The Repo Market Is Under Control so Long as the Fed Controls It

  • – The Fed Is Losing Its Grip on U.S. Interest Rates Once Again
    Fed funds is unusually close to the low end of policy range
    This could prompt yet another tweak to a rate called IOER

    Although the Federal Reserve has calmed money markets during the past two months, success has a downside: The main interest rate that officials try to wrangle is getting close to the edge of the range they’re targeting. Actions including the Fed’s recent repo-market liquidity injections and Treasury-bill purchases have pushed the effective fed funds rates down to 1.55%. That’s still within the 1.50%-to-1.75% band where central bankers want it to be, but it’s unusually near the lower boundary. Some are worried it could dip below.

  • Summary

    In yesterday’s testimony, Chairman Powell proclaimed the repo market is under control. The effective funds rate is trading even with IOER for the first time in many months. However, this is all due to the Fed’s heavy involvement via repo operations and T-bill purchases. This market will remain under control so long as the Fed controls it.
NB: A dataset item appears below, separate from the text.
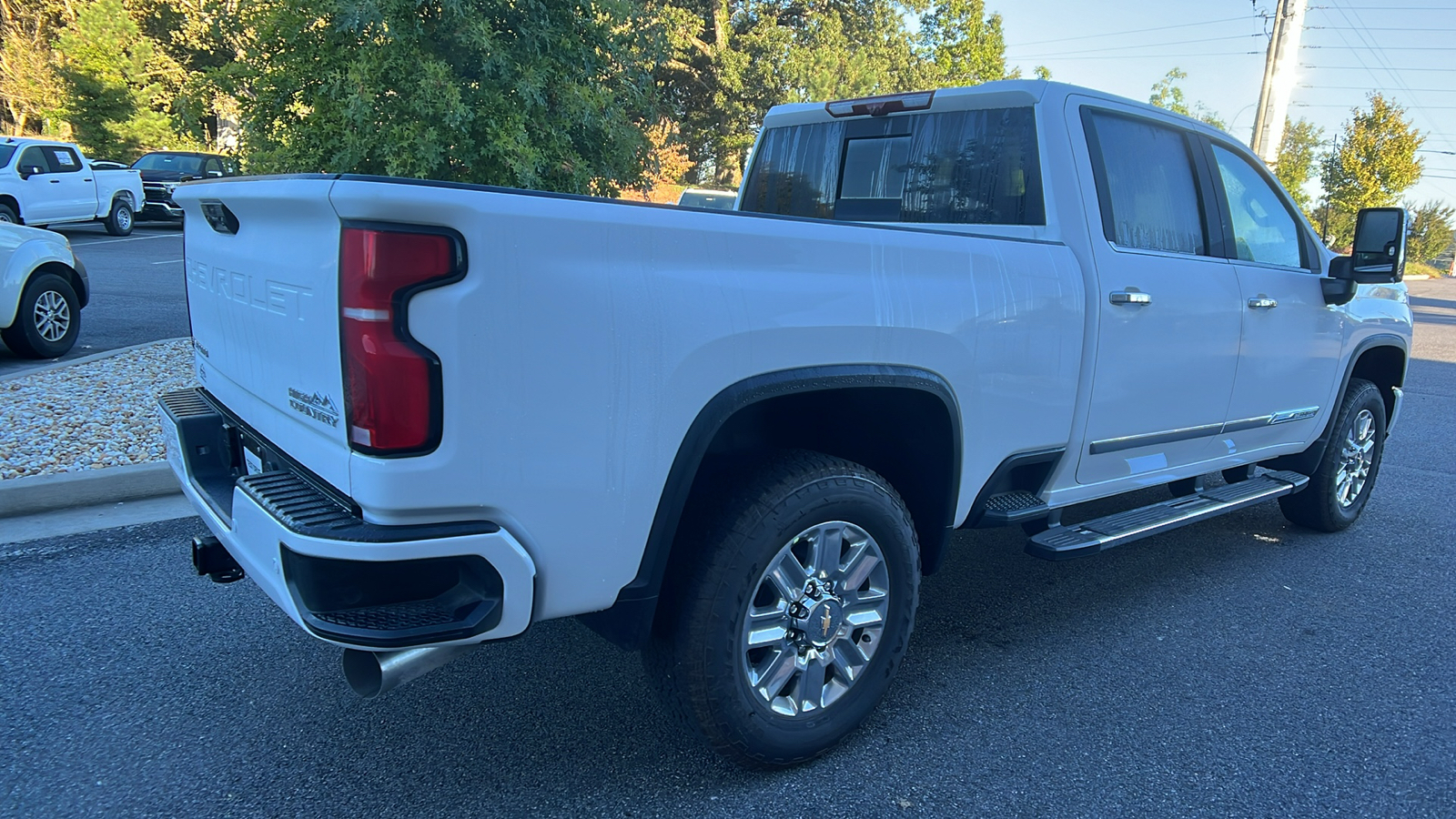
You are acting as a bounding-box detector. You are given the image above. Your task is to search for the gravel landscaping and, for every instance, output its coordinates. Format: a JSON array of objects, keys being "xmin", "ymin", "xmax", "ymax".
[{"xmin": 0, "ymin": 339, "xmax": 197, "ymax": 480}]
    Since the repo market’s dysfunction started in mid-September, the Fed has flooded the market with reserves. The chart below shows that, between overnight and term repo operations, as well as T-bill purchases, the Fed has put $276 billion of liquidity into the system.



    As a result of these injections, the Fed’s balance sheet has risen by a similar amount.
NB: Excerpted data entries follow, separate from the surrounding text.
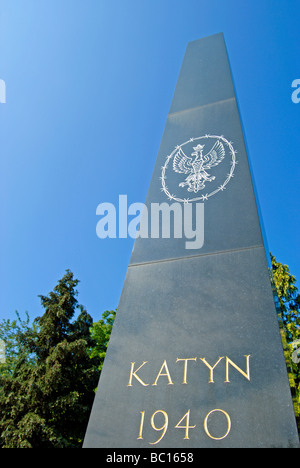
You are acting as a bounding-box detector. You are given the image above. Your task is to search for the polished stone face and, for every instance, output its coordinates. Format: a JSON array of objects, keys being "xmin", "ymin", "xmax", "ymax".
[{"xmin": 84, "ymin": 34, "xmax": 299, "ymax": 448}]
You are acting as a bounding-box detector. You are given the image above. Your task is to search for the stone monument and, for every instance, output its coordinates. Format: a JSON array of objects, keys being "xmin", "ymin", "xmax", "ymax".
[{"xmin": 84, "ymin": 34, "xmax": 299, "ymax": 449}]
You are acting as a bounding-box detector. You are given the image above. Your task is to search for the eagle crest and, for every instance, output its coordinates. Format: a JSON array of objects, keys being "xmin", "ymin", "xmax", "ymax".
[{"xmin": 173, "ymin": 140, "xmax": 225, "ymax": 193}]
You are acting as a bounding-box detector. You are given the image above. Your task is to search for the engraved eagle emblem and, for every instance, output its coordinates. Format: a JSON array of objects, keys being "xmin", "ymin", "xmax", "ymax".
[{"xmin": 173, "ymin": 140, "xmax": 225, "ymax": 193}]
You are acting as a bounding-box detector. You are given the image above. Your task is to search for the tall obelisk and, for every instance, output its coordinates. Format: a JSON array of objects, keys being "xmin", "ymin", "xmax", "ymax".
[{"xmin": 84, "ymin": 34, "xmax": 299, "ymax": 448}]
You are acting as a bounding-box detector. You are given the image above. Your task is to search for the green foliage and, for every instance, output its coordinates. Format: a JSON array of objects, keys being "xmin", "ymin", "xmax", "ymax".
[
  {"xmin": 0, "ymin": 270, "xmax": 100, "ymax": 448},
  {"xmin": 90, "ymin": 310, "xmax": 116, "ymax": 371},
  {"xmin": 271, "ymin": 255, "xmax": 300, "ymax": 434}
]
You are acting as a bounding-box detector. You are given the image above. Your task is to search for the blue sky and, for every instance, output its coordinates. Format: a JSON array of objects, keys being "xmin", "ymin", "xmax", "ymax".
[{"xmin": 0, "ymin": 0, "xmax": 300, "ymax": 320}]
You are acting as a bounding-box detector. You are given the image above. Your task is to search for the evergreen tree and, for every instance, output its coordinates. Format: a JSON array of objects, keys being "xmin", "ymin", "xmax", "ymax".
[
  {"xmin": 271, "ymin": 255, "xmax": 300, "ymax": 434},
  {"xmin": 0, "ymin": 270, "xmax": 99, "ymax": 448}
]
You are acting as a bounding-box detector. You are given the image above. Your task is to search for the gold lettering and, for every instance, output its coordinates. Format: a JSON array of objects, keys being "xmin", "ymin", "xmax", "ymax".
[
  {"xmin": 176, "ymin": 358, "xmax": 197, "ymax": 384},
  {"xmin": 152, "ymin": 360, "xmax": 174, "ymax": 386},
  {"xmin": 225, "ymin": 354, "xmax": 251, "ymax": 382},
  {"xmin": 127, "ymin": 361, "xmax": 149, "ymax": 387},
  {"xmin": 200, "ymin": 356, "xmax": 224, "ymax": 383},
  {"xmin": 204, "ymin": 409, "xmax": 231, "ymax": 440}
]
    All these reserves are having an effect. The effective funds rate (orange) is now slipping under the midpoint of the target federal funds rates (black). For the first time in many years, this spread is negative (bottom panel).


    Mechanically the effective funds rate (orange) is falling back to Interest on Excess Reserves (IOER, black). As the bottom panel shows, the spread is zero again.


    And recall that when reserves were getting tight throughout 2018 and into mid-2019, causing the spread above to widen, the Fed would cut IOER (black, below) further below the top end of the target rate (blue, below). Officials labeled this as nothing more than a technical adjustment.
    As the bottom panel below shows, the Fed engineered four cuts of IOER by five basis points, each designed to lower IOER relative to the target rate. Currently, IOER is 20 basis points below the top end of the target funds rate, or 8.5 basis points below the mid-point.

    So What Does This All Mean?

    The Fed never understood the post-crisis over-regulation of bank reserves, especially the 2016 G-SIB rules, were restricting available reserves for the repo market. The market sent warning signs with the widening effective/IOER spread. The Fed dismissed these signs and cut IOER by small increments (five basis points) to keep repo’s close cousin, the effective funds rate, near the mid-point of the target range. This worked for a while.

    Then, in mid-September, the repo market broke as the shortage of reserves became too great to ignore. Rather than address the regulations that were creating some of these issues, the Fed opted to flood the market with nearly $300 billion of newly created reserves.

    The Fed has effectively calmed the repo market by subsidizing it. This subsidy is not likely to go away anytime soon, as year-end liquidity squeezes are right around the corner. Given the Fed’s involvement in this market is likely to continue, the effective funds rate could fall even further relative to IOER. This will be seen as a good thing by many, but it is reliant on the Fed’s continued involvement in the repo market.

    This repo saga is not over. More chapters are being written.